The question for decision in the trial court was whether under the facts the rule of equitable estoppel was applicable. Therefore, the cases of First State Bank of Cheyenne v. Barton,129 Okla. 67, 263 P. 142; Oklahoma State Bank v. First Nat. Bank, 108 Okla. 272, 236 P. 581; Universal Credit Co. v. National Radio Mfg. Co., 174 Okla. 178, 49 P.2d 743, which deal with the rights of makers of nonnegotiable instruments to assert such defenses as they may have thereto even as against bona fide purchasers for value, and cited by the plaintiff in error, are not germane to the issues herein involved. While an exact precedent for the case at bar has not been called to our attention, and research has failed to reveal one, the reports are filled with analogous cases involving stock certificates which have been procured from the true owner under circumstances so similar to those involved as to be practically undistinguishable, and almost without exception they have applied the equitable maxim that where as between two innocent persons one must suffer for a wrong done by another, the loss will be placed upon him whose misplaced confidence has made the wrong possible. See National Safe Deposit Trust Co. v. Hibbs,229 U.S. 391, 33 S. Ct. 818, 57 L. Ed. 1241; Russell v. American Bell Tel. Co., 180 Mass. 467, 62 N.E. 751; Baker v. Davie, 211 Mass. 429, 97 N.E. 1094; Jackson v. Peerless Portland Cement Co., 238 Mich. 476, 213 N.W. 863; Nolan v. Robertson, 131. Kan. 333, 291 P. 750; Powers v. Pacific Diesel Engine Co., 206 Cal. 334, 274 P. 512, 73 A. L. R. 1398, and annotations under the A. L. R. citation. This rule was applied and announced by this court in the lease of Magnolia Petroleum Co. v. Saylor, 72 Okla. 282, 180 P. 861, in the following language:

"When one of two innocent persons must suffer by the acts of a third, the one who enables the third person to occasion the loss must sustain it and what one induces another to regard as true is the truth between them if the other has been misled thereby."

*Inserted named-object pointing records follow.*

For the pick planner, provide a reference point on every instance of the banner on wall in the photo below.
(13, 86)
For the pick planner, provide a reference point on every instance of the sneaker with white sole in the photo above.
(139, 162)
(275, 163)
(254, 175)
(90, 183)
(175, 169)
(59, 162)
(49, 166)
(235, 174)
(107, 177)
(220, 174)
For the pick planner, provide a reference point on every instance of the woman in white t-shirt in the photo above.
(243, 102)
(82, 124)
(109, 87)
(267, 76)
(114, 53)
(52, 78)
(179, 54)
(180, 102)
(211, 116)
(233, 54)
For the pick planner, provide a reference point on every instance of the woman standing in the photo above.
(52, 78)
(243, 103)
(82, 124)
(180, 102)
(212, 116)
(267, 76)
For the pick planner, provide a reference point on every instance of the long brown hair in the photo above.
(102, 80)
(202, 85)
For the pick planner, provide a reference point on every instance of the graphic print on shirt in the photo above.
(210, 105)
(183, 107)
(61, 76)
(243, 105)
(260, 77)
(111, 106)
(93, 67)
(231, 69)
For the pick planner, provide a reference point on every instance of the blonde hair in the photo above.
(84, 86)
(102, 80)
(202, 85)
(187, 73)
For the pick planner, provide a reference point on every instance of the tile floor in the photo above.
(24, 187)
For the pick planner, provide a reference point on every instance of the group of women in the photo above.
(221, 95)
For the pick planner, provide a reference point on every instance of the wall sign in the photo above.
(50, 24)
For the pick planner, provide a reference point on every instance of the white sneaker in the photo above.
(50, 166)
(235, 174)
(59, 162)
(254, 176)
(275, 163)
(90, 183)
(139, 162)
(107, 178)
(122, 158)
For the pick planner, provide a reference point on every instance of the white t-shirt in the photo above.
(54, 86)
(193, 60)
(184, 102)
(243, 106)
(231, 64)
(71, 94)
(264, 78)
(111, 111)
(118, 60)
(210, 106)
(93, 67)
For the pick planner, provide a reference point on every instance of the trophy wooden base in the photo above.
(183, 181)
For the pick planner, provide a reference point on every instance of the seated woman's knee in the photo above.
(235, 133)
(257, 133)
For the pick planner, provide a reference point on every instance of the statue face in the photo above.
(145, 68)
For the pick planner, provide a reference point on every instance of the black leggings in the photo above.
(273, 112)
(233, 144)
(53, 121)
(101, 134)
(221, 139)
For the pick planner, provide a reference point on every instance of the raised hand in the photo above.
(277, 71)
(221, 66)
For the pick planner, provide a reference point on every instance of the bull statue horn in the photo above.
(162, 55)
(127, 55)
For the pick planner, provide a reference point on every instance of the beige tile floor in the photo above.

And to the same effect see Nelson v. Jones, 93 Okla. 85,219 P. 667.

In the case at bar we have a situation where the record shows that the plaintiff in error by his acts did everything in his power to divest himself of title to the note in question and to place the title thereto in another, and where he now seeks to avoid the consequences of his acts and to place the burden upon one who purchased in reliance upon the apparent ownership thereof by the party who had it in his possession and which apparent ownership had been placed upon him by the plaintiff in error, equity will not permit such action. When the plaintiff in error endorsed the note in blank and executed the power of attorney in blank and delivered the instruments to his vendee, he thereby gave to him an implied authority to do everything necessary to effectuate a complete transfer of title to the note, Sims v. Parker, 156 Okla. 258, 10 P.2d 701, and should not be heard to complain that another has relied upon the authority thus conferred. The action being one of equitable cognizance, we have carefully read and reviewed the entire record and we are of the opinion that the judgment of the trial court conforms to the clear weight of the evidence and is in accordance with the overwhelming weight of authority. Under these circumstances, such judgment should not, and will not, be disturbed by this court.

Judgment affirmed.

OSBORN, C. J., and WELCH, GIBSON, HURST, and DANNER, JJ., concur.